相手は少し驚いた顔をしていたが、少しはにかみながら。

「えっと……そうだな……」

さっきまでの硬い表情が和らいだ。

そして口にする今後の生活。

両親とは離れて暮らしており、援助を求めにくいこと。病気になったことを報告しにくいこと、お金が無くなって生活できなくなったらどうしようという悩みだった。

私はそれを静かに聞いていた。

話が終わると、私は妙に嬉しい気持ちになっていた。

「話してくれてありがとうございます」

そして失業手当はここではないことを、言葉を選んで伝えた。彼は恥ずかしそうに、そして少々の不機嫌さを露にしていたが。
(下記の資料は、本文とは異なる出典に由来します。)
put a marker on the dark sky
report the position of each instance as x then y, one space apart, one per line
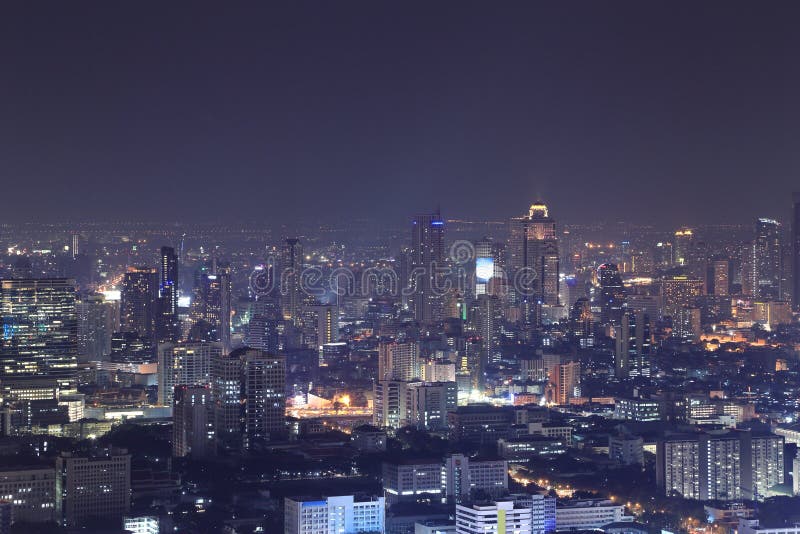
654 112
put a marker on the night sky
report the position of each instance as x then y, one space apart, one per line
652 112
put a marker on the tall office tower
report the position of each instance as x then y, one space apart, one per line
682 247
427 258
796 250
533 246
769 259
720 467
461 476
678 292
581 318
39 348
720 277
502 517
566 378
749 267
320 325
90 487
192 422
487 318
264 392
139 301
262 332
489 272
391 406
430 403
76 244
334 514
633 345
31 490
398 360
184 364
678 466
762 464
226 392
98 319
612 294
211 308
290 279
167 322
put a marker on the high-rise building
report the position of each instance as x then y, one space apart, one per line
533 247
720 277
264 394
682 246
717 465
679 291
502 517
211 307
139 301
632 356
167 321
487 318
462 476
566 378
92 487
430 403
427 258
98 319
334 514
226 392
31 492
186 364
398 360
39 347
796 250
192 422
612 294
768 259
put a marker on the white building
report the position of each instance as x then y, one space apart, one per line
461 476
407 481
502 517
143 524
626 449
588 514
343 514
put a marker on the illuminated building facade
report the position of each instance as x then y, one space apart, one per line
40 336
139 301
533 246
426 256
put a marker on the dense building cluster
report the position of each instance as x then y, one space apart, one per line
453 376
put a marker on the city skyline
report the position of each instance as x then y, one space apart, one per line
317 104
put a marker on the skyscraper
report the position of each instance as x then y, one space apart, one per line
139 301
184 364
98 319
796 250
427 256
192 422
533 247
633 345
264 393
768 259
211 308
40 337
168 325
612 294
290 279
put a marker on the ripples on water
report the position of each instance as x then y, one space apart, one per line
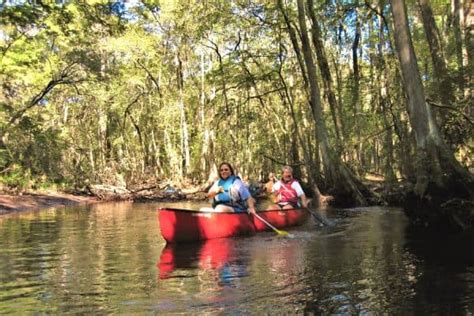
110 258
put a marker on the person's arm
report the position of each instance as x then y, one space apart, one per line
251 204
304 200
275 189
245 195
214 190
300 193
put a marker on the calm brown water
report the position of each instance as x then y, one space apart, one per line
110 258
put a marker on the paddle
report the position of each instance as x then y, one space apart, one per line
279 232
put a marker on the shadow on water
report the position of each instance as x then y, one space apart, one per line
215 254
445 271
111 259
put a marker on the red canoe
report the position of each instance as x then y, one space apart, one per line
179 225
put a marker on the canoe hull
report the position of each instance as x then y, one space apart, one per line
178 225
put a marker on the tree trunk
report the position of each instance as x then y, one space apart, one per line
325 74
335 171
439 177
444 83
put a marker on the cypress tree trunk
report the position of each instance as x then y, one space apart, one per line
439 177
339 176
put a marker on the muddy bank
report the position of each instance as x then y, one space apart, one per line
33 201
「大丈夫ですよ。また何か解らないことあれば来てください。保険や税金でなくて大丈夫です。またお待ちしております」

ニコリと、笑顔で対応していた。

そうすると彼も、落ち着いたのか礼を言ってくれた。最初にここへ来た時とは打って変わった落ち着いた顔で、彼はここを後にした。

「…………」

何となく、腑に落ちた気がした。

少し離れた窓口で、荒木さんはお客様と話をしていた。終始その相手は落ち着き払っていて、荒木さんに信頼をもって話をしていた。

荒木さんがこっちを見た。小さく笑っているような気がした。

「……頑張ろう」

荒木さんが市長選挙に出た時は必ず、彼女に投票しようと心に決めた。